The current Stay Home, Stay Healthy Order has language that explains that “special circumstances where frequent customer/public interaction may be necessary to some places of employment.” Whenever feasible, businesses establish social distancing with physical systems, ranging from the arrangement of dining areas to the separation of pay stations to the erection of physical barriers to maintain distances from customers and employees.

Official guidance has become available on this subject, and L&I directs that a six-foot minimum separation be maintained between all employees and customers in all interactions, at all times. When strict physical distancing is not feasible for a specific task, other prevention measures are required, such as the use of barriers, the minimization of staff or customers in narrow or enclosed spaces, staggered breaks and work shift starts.

Process of complaints: When there is a complaint, the business will receive a letter in the mail that addresses the specific complaints from the party, employee or customer. Then they will ask the business to post that complaint in a common area for the employees to see. The business must post that letter for at least three days or until the hazard is corrected. The business must report back to the department in writing, describing what corrective actions they’ll take. This can be a written statement or may require documentation, like training records or purchase receipts.

“What we don’t want to do is have L&I in our business, so that’s why we want to try and provide some guidance on ‘what are some of the things to be prepared for’ as we start moving into this new season of COVID-19. We’re trying to make sure people are educated.”

Frequently clean common-touch surfaces: Businesses are required to have a cleaning and sanitation schedule, that includes frequent surface cleaning of commonly-touched areas, like keypads, door handles, tables and so on. Make sure all dishwashing areas have adequate supplies of sanitizer. Bear in mind, supply chain issues may impact the availability of sanitizer. As you plan your restart, you may want to anticipate these delays and take steps to try and ensure you’re not waiting for a long while on supplies.
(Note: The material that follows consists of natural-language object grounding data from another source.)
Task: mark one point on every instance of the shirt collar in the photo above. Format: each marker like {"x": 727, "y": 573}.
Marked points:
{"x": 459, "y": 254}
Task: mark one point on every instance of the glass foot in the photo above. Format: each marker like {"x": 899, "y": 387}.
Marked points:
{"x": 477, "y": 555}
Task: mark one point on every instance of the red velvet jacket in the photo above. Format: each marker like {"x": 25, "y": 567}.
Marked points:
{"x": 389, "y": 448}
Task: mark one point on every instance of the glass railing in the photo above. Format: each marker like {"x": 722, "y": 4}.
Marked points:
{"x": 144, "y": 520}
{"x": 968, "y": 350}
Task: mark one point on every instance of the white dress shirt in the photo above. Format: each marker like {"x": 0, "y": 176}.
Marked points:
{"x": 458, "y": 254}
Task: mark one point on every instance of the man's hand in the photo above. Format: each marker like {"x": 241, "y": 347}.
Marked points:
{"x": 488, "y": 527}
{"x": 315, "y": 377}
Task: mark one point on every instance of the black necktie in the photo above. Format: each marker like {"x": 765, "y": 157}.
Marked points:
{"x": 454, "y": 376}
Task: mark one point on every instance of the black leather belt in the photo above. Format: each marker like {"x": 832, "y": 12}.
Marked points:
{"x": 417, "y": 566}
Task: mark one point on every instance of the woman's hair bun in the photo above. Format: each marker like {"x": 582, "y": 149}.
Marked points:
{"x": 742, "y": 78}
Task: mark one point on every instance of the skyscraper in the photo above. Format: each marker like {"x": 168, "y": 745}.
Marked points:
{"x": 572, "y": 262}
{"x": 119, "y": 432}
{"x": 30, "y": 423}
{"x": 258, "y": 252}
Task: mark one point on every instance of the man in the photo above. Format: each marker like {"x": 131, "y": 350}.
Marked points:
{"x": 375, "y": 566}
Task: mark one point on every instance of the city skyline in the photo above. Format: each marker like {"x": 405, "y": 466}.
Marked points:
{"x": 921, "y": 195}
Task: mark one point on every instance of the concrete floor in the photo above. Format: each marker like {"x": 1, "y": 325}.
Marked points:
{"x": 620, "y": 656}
Workers must have access to handwashing facilities: It is more vital now than ever to have employees understand the importance of proper handwashing. Proper handwashing is critical to protecting employees and customers – this video helps show how hand soap kills the virus.

Be prepared for sick employees: The hospitality industry should be prepared to address sick employees who may come to work sick or become sick while working. Establish a deep cleaning process after any employee leaves the workplace sick. The Centers of Disease Control and Public Health — Seattle & King County, both provide guidelines on how business should address these situations.